Here is how the drone-assisted rescue system works. When a swimmer is spotted in distress, a lifeguard sends a drone into action, carrying a camera and tube-like device containing an inflatable life vest. Once the drone reaches the swimmer, the device is dropped and the vest inflates upon hitting the water. The swimmer is then able to use the vest to keep afloat, as lifeguards swim out for the rescue.
“It’s a new approach that is worth exploring,” said Belmar lifeguard director Eric Kerecman, who also participated in the demonstration, serving as a “distressed swimmer” during one test flight of the drone.
Although the tube was dropped about 25 feet from his spot in the ocean, Kerecman was impressed with “the short learning curve” in how quickly the participating lifeguards were able to successfully operate the device in reaching its target.

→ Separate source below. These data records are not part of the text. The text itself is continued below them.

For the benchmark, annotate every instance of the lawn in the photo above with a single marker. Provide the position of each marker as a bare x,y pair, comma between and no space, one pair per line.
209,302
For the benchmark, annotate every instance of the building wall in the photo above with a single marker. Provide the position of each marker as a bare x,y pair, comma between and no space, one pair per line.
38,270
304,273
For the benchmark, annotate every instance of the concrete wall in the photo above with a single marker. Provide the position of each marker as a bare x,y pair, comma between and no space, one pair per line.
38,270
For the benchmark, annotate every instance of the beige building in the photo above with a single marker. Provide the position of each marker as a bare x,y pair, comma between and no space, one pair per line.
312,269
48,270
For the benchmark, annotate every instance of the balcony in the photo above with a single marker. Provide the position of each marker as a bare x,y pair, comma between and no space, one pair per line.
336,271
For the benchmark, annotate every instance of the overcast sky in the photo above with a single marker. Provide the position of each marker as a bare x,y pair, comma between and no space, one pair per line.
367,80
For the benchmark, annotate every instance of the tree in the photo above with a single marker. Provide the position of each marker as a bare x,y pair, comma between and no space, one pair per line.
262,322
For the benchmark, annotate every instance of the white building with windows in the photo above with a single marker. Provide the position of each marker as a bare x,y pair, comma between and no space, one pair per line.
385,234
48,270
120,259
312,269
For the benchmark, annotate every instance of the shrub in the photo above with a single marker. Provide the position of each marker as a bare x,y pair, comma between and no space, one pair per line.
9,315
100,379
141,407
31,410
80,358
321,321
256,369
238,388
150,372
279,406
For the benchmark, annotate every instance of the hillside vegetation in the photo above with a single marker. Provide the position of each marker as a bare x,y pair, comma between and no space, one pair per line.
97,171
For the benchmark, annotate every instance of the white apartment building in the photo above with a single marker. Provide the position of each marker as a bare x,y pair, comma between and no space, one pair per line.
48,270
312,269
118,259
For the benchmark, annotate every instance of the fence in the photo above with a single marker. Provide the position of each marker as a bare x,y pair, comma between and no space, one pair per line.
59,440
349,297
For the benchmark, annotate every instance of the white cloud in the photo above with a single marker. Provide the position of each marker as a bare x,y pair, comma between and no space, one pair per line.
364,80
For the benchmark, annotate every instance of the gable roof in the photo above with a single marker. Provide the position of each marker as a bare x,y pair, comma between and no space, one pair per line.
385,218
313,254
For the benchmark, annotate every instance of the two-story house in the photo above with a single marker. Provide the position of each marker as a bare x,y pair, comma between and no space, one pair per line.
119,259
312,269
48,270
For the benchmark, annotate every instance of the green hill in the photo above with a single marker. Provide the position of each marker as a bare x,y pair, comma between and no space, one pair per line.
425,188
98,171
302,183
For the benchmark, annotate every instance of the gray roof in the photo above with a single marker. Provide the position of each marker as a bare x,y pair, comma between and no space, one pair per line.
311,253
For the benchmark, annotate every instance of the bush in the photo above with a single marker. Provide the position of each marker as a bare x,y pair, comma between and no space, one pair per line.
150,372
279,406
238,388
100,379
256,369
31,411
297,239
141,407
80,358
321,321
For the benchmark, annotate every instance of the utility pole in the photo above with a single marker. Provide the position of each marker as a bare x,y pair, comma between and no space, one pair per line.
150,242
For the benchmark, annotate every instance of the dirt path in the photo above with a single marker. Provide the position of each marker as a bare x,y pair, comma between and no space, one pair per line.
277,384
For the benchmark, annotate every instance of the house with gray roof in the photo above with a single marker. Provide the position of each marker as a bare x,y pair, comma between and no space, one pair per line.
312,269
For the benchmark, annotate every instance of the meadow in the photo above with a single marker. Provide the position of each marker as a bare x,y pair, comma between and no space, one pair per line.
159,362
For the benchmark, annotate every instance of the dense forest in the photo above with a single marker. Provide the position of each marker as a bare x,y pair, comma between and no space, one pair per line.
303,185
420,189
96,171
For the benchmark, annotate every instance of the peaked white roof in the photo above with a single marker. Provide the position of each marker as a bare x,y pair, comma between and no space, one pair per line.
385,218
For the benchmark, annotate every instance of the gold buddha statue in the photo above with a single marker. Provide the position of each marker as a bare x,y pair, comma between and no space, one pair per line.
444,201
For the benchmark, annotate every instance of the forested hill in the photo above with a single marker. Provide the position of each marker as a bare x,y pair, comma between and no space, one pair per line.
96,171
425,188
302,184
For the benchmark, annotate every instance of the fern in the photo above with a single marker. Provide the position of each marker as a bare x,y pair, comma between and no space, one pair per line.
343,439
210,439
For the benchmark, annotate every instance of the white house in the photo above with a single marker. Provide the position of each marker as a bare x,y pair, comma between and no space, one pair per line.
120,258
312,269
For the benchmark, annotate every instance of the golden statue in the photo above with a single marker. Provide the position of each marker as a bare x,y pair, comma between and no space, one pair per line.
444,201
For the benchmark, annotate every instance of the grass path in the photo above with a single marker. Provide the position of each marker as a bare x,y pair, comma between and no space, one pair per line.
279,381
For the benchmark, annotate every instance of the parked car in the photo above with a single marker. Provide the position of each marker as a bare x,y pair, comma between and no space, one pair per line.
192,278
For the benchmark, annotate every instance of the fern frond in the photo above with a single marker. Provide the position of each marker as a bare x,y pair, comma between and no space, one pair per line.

Even more impressive was the lightning speed at which the drone flew from the beach to its destination far out in the surf — clocked at 30 to 45 seconds. All agreed that would give the lifeguards a beneficial jumpstart in any rescue.
While Roarty is still fine-tuning the prototype for viability in the marketplace, he is at the forefront of the fledgling technology. In fact, the world’s first official rescue mission with a drone reportedly occurred in Australia in January when lifeguards deployed the lifesaving device to save two boys from the rough surf.
Belmar Councilman Mark Levis, a marine engineer himself, arranged for Roarty’s visit as a way to “test the waters” literally of the system with the Belmar beach patrol. While the borough’s consideration of such a system is in the early stages, the investment would be minimal in terms of money, but could be invaluable if it assists in saving lives, Levis said.